Wherein, the corresponding action classification of image that the identification information is used to indicate to be obtained according to neural computing, institute At the beginning of end time or the next action of stating action of the predictive information for indicating to obtain according to neural computing.

Specifically, it is assumed that it is respectively V that training, which is concentrated with S training video,₀…V_s-1, each training video may include one A or multiple actions randomly select a training video from training set, it is assumed that the training video of selection is V_i, the video is by N Group of picture at being denoted as f respectively^Vi ₁…f^Vi _N。

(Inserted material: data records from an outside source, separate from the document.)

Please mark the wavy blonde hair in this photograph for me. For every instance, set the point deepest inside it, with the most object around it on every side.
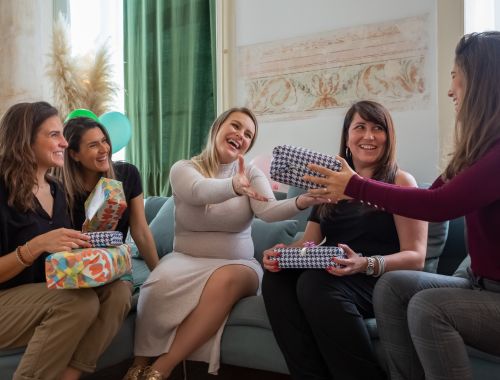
(208, 160)
(18, 165)
(477, 127)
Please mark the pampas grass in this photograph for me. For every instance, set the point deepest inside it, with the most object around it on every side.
(79, 82)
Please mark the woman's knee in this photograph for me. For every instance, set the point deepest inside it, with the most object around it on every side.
(311, 288)
(79, 305)
(233, 281)
(117, 296)
(395, 288)
(425, 306)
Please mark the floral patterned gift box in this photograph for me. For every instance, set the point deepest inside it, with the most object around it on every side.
(308, 257)
(104, 206)
(87, 267)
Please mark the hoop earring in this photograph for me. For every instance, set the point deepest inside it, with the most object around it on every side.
(348, 154)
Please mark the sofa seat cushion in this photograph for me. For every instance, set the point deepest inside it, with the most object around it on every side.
(249, 311)
(436, 239)
(475, 353)
(266, 235)
(162, 228)
(371, 326)
(140, 272)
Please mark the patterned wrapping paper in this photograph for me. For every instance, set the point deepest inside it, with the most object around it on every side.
(308, 257)
(104, 206)
(105, 238)
(87, 267)
(289, 165)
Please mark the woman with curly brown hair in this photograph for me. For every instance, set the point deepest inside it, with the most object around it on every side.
(64, 331)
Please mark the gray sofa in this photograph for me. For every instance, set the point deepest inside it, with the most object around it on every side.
(248, 340)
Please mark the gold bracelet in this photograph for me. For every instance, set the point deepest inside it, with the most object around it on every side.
(20, 258)
(29, 252)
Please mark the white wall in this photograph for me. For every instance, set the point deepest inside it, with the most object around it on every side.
(26, 29)
(259, 21)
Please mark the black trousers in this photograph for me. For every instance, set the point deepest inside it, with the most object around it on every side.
(317, 319)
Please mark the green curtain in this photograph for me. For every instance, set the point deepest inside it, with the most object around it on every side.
(170, 91)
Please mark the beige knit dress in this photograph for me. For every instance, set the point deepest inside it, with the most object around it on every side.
(212, 229)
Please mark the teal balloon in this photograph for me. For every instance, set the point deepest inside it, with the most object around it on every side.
(118, 127)
(81, 112)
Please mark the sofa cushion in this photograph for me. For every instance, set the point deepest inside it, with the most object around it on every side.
(140, 272)
(265, 235)
(249, 311)
(152, 205)
(303, 215)
(162, 228)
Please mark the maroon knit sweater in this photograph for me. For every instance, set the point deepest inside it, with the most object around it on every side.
(474, 192)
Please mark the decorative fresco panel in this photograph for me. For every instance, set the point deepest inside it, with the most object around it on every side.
(385, 62)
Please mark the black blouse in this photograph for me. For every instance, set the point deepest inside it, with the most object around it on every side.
(363, 228)
(131, 180)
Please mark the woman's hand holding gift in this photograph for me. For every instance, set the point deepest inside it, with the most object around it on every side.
(62, 239)
(241, 183)
(272, 265)
(333, 183)
(346, 267)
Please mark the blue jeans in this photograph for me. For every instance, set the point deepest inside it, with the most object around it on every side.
(425, 321)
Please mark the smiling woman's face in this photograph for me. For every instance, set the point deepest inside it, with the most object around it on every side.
(457, 87)
(94, 151)
(366, 141)
(234, 137)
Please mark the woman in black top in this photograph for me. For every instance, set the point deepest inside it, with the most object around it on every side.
(65, 331)
(87, 159)
(316, 315)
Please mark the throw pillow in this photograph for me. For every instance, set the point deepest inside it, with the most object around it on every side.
(265, 235)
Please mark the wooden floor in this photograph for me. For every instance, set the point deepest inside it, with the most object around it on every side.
(195, 371)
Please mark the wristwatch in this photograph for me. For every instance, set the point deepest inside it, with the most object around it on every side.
(370, 269)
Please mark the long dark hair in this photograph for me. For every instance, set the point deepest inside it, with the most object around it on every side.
(477, 127)
(207, 161)
(387, 167)
(72, 177)
(18, 130)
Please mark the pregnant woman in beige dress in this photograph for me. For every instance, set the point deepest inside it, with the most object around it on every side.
(185, 301)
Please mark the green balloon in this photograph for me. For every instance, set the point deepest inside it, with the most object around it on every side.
(81, 112)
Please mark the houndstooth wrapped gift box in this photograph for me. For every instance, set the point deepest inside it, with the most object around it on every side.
(308, 257)
(105, 238)
(289, 165)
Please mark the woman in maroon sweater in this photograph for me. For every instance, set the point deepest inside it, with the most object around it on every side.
(426, 320)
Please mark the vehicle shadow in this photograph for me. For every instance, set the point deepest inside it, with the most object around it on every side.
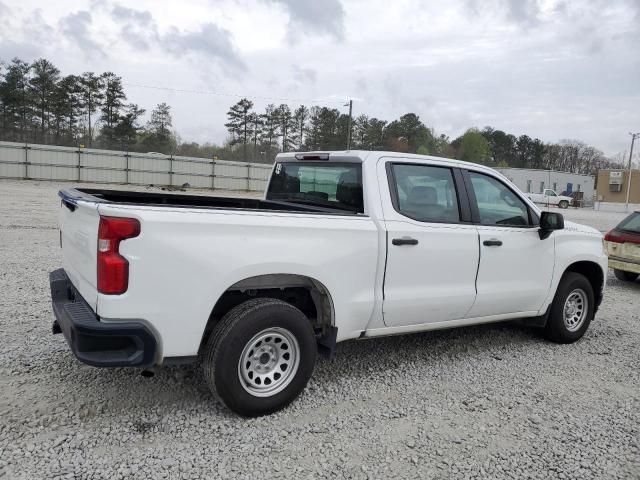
(125, 391)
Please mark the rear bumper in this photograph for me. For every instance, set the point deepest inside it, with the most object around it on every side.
(120, 344)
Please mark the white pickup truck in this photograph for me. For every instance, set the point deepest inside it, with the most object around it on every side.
(344, 245)
(550, 197)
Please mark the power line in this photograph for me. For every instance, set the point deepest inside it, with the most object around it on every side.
(235, 95)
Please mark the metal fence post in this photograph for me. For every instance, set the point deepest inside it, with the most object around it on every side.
(26, 161)
(126, 169)
(79, 166)
(171, 170)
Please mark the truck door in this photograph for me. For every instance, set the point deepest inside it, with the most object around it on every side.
(516, 267)
(432, 247)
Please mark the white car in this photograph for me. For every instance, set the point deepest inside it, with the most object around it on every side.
(344, 245)
(550, 197)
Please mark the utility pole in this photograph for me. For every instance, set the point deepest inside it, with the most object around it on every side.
(633, 139)
(350, 104)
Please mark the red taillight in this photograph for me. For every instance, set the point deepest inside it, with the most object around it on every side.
(113, 268)
(616, 236)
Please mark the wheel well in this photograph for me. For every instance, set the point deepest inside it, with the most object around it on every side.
(304, 293)
(594, 274)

First, by the skeleton data f of each frame image in training video^Vi ₁…f^Vi _NIt is input to the feature extraction unit of neural network Point, corresponding characteristic information is obtained, is as follows：

Skeleton data is input to shot and long term Memory Neural Networks (a kind of Recognition with Recurrent Neural Network) by step 1021, utilizes public affairs Formula (1) obtains accordingly exporting h₁…h_N。

h₁,h₂,…,h_N-1=LSTM (f₁,f₂,…,f_N) (1)

In formula (1), f_tFor the corresponding skeleton data of video t frame images, h_tIt is L for the intermediate parameters of t frame images × 1 vector, LSTM are shot and long term Memory Neural Networks function, and the parameter in the function generates at random when initial, later basis The error of step 103 is modified.

Step 1022, the h that will be calculated₁…h_NIt is input to full Connection Neural Network, is accordingly tied using formula (2) Fruit.

In formula (2), W_k,jIt is the matrix of a L × L, the matrix for the matrix to be asked in full Connection Neural Network function It is random number when parameter is initial, is modified later according to the error of step 103.L depends on the vector length of framework information.g_i Indicate the characteristic information of the i-th frame image, h_iIndicate that the intermediate parameters of the i-th frame image obtained according to formula (1), the value of i are From 1 to N, h_iAnd g_iAll it is the vector of L × 1, therefore the value of j is from 1 to L.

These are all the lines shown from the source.